As is explored in this Guardian article about friendship, people have widely differing ideas and expectations of what having friends is all about. For today, I’d like to look at the issue I alluded to last week of enlisting the support of our friends as we make changes to ourselves.
Jim Morrison said a friend is “someone who gives you total freedom to be yourself” and this seems to me wonderful. My own experience has been that such people are extremely hard to find, though I suspect this may be largely because I practically never allow myself that freedom. On my journey through life, I have made friends with people who responded favourably to the me I was at the time and these relationships have generally not lasted through any significant changes I’ve made. In order to reinvent myself, I’ve had to leave behind the friends I had before and make new ones, who meet me on the ground I inhabit in my new incarnation. Most of my former friends didn’t overtly resist my changes – although some did – but I found it easier to start again and not have to keep explaining and justifying why I wanted to do things differently.
There’s a whole big world out there, full of potential friends. If your friends are holding you back, clinging to the old you, it’s got to be better to let them go than to stifle your own need to change. You’ll find others who appreciate the new you.

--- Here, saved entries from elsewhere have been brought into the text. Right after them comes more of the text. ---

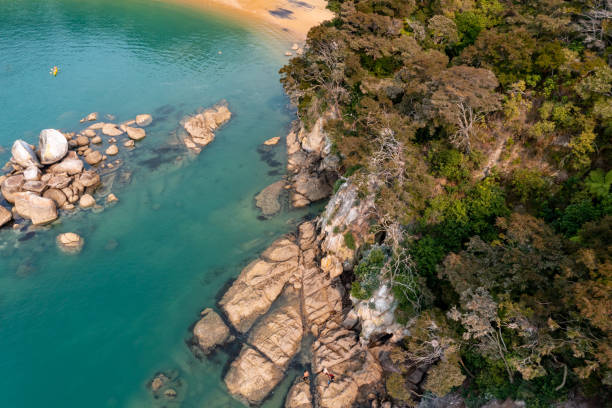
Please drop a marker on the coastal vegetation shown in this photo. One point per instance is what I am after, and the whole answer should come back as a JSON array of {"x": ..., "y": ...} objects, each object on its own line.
[{"x": 481, "y": 130}]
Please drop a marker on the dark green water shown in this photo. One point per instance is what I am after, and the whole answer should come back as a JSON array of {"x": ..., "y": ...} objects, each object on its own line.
[{"x": 90, "y": 330}]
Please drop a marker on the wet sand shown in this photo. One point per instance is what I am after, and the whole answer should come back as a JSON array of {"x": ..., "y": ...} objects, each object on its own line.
[{"x": 294, "y": 17}]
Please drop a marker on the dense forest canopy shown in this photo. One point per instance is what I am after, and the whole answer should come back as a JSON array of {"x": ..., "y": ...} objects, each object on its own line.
[{"x": 483, "y": 130}]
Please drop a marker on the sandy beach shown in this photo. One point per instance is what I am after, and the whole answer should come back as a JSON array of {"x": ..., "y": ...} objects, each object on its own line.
[{"x": 295, "y": 17}]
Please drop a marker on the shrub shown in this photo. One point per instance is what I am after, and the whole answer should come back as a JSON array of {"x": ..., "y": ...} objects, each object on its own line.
[{"x": 349, "y": 240}]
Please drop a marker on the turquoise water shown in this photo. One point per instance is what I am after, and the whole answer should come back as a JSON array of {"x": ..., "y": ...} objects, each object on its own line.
[{"x": 91, "y": 330}]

Conversely, of course, if you’re uncomfortable with the changes a friend of yours is making, try allowing that person total freedom to be him- or herself and see what happens. This doesn’t mean you shouldn’t speak your mind if your friend is going off the rails – the changes I’m talking about are in the person’s interest, not a result of degeneration. I very much like Jim Morrison’s definition but I think this one by American businessman Arnold H Glasow is even better: “A true friend never gets in your way, unless you happen to be going down.”